Sample Composition Class

Sample Composition Class

Bruce McComiskey describes a composition class he teaches in his article “Postmodern Cultural Studies and the Politics of Writing Instruction” for the National Council of Teachers of English. McComiskey believes that setting any kind of curriculum for teaching postmodern writing instruction would go against the very definition of postmodernism:

“a critical perspective that presupposes a world in which fragmented subjectivities, occupying multiple and often contradictory positions in social formation, represent their worlds politically through language, and these representations are legitimated according to localized sociorhetorical criteria.”

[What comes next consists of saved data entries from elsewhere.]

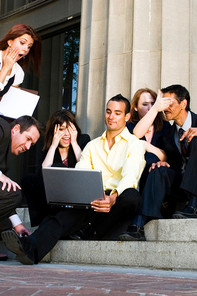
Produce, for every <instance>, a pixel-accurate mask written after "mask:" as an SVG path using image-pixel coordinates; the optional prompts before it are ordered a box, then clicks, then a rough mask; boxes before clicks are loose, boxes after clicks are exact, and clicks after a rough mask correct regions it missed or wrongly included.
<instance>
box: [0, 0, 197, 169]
mask: <svg viewBox="0 0 197 296" xmlns="http://www.w3.org/2000/svg"><path fill="white" fill-rule="evenodd" d="M0 5H1V6H0V7H1V15H0V38H1V36H3V35H4V33H6V32H7V31H8V29H9V28H10V27H11V26H12V25H14V24H16V23H25V24H28V25H30V26H32V27H33V28H34V29H36V31H37V32H38V33H39V34H40V36H41V37H42V40H43V61H42V71H41V77H40V79H38V78H37V77H34V76H32V75H31V74H29V75H26V80H25V86H26V87H28V88H33V89H37V90H38V91H39V94H40V101H39V104H38V106H37V108H36V111H35V114H34V116H35V117H36V118H37V119H38V120H40V121H42V122H44V123H45V122H46V120H47V119H48V117H49V115H50V114H51V113H52V112H54V111H56V110H57V109H60V108H62V107H64V108H71V109H72V108H73V109H72V110H73V112H75V113H76V116H77V119H78V122H79V125H80V126H81V128H82V131H83V132H86V133H89V134H90V136H91V138H94V137H96V136H98V135H100V134H101V133H102V132H103V130H104V128H105V126H104V110H105V104H106V101H107V100H108V99H110V97H112V96H114V95H116V94H118V93H121V94H122V95H124V96H126V97H127V98H128V99H131V98H132V95H133V94H134V92H135V91H136V90H137V89H138V88H141V87H150V88H152V89H154V90H155V91H157V90H158V89H159V88H161V87H166V86H168V85H170V84H182V85H184V86H185V87H186V88H187V89H188V90H189V91H190V94H191V107H192V110H194V111H196V112H197V99H196V97H197V83H196V82H197V81H196V80H197V75H196V66H197V30H196V28H197V17H196V14H197V0H121V1H120V0H34V1H32V0H11V1H10V0H0ZM71 47H72V48H74V52H75V53H74V54H73V53H72V54H71V55H70V56H69V54H70V53H69V48H71ZM67 50H68V51H67ZM68 56H69V57H70V60H69V57H68ZM69 65H71V66H72V71H71V72H72V74H71V75H70V76H68V75H67V74H68V70H69ZM77 74H78V75H77ZM32 153H33V152H32ZM25 166H26V162H25V164H24V167H25Z"/></svg>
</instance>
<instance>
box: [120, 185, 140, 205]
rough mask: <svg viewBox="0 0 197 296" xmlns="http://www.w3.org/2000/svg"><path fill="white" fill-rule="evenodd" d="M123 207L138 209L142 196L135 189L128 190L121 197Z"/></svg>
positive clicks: (134, 188) (120, 195)
mask: <svg viewBox="0 0 197 296" xmlns="http://www.w3.org/2000/svg"><path fill="white" fill-rule="evenodd" d="M120 197H121V201H122V206H124V207H125V208H126V209H127V208H132V209H135V208H136V209H137V208H138V207H139V206H140V203H141V195H140V193H139V192H138V191H137V190H136V189H135V188H127V189H125V190H124V191H123V192H122V194H121V195H120Z"/></svg>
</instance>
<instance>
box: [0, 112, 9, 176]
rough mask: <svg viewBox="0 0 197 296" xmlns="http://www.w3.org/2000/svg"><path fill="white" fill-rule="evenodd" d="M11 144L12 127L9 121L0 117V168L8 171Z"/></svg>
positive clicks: (2, 171)
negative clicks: (4, 119) (11, 132)
mask: <svg viewBox="0 0 197 296" xmlns="http://www.w3.org/2000/svg"><path fill="white" fill-rule="evenodd" d="M10 145H11V127H10V125H9V123H8V122H7V121H6V120H4V119H3V118H1V117H0V170H1V171H2V173H6V171H7V170H8V163H7V160H8V154H9V153H10Z"/></svg>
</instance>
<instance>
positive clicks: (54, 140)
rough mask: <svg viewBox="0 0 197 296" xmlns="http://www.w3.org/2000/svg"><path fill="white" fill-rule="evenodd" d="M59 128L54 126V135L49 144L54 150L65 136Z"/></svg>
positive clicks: (60, 129) (58, 144)
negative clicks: (50, 145)
mask: <svg viewBox="0 0 197 296" xmlns="http://www.w3.org/2000/svg"><path fill="white" fill-rule="evenodd" d="M60 127H61V125H60V124H56V125H55V128H54V135H53V141H52V143H51V146H54V147H55V148H57V147H58V145H59V142H60V140H61V138H62V137H63V136H64V134H65V130H61V129H60Z"/></svg>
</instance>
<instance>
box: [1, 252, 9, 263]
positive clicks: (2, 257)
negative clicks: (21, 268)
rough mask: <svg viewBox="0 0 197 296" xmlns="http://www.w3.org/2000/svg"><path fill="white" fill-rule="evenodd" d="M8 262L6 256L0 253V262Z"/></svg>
mask: <svg viewBox="0 0 197 296" xmlns="http://www.w3.org/2000/svg"><path fill="white" fill-rule="evenodd" d="M6 260H8V256H7V255H6V254H3V253H0V261H6Z"/></svg>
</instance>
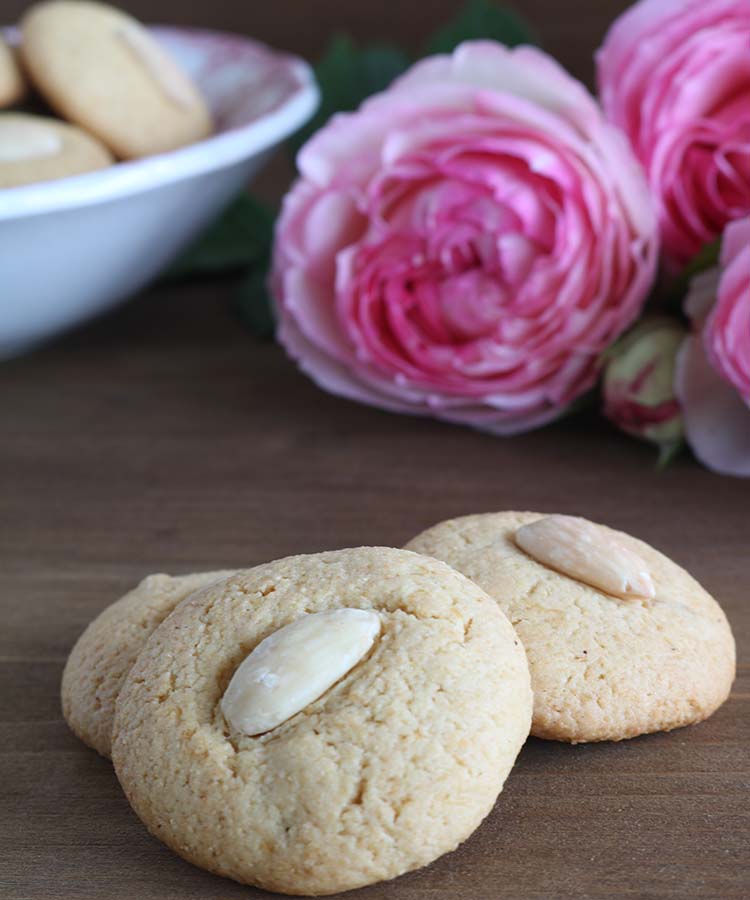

He says the goal is to “transform courses of writing into sites of resistance, negotiation, and change envisioned and enacted through language.” McCominsky does this in his classes by asking his students to analyze the formal and hidden curricula of a course they have taken. He asks, how are these curricula products of the current time and place, the political norms of this institution, and the teacher’s individual goals and beliefs? He then flips it around: how does each student’s perspective lead to different interpretations of the curricula, and different evaluations of the same course? They then evaluate McComiskey’s course itself under the same categories.

Next, the class analyses the physical layouts of the spaces they encounter on an average day, and how those spaces are semiotic of larger principles. For instance, a teacher behind a large desk is putting forward an image of untouchability to his students. Then, they look at the grading practices of the classes they are taking this semester, how they differ, and what coded discourses those systems are forwarding.

Finally, McComiskey asks students to change their academic essays on these subjects into practical letters to the teachers they are about (or the administrators in charge of specific curricula and classes). He acknowledges that the students write in such a way in their letters as to effectively sell their arguments to the reader, committing the unavoidable bias they have been discussing all semester, but that writing the letters shows students how to take what they have learned in class and use it in the outside world. This serves to break down some of the walls around academia as the only place such a rhetoric is valid, furthering a postmodern ideal.

Through these exercises, “students develop a critical sense that school is not necessarily the warehouse of Truths they might have thought it was; they come to understand that the function of school is only partly to impart content knowledge, but also partly to instill in students certain advantageous communal values.” By understanding the hidden (as well as the obvious) rhetorics of their institution, they can be more discerning consumers of the messages they receive.

McComiskey, Bruce. “Postmodern Cultural Studies and the Politics of Writing Instruction.” Teaching English in the Two-Year College December 2008: 144-153.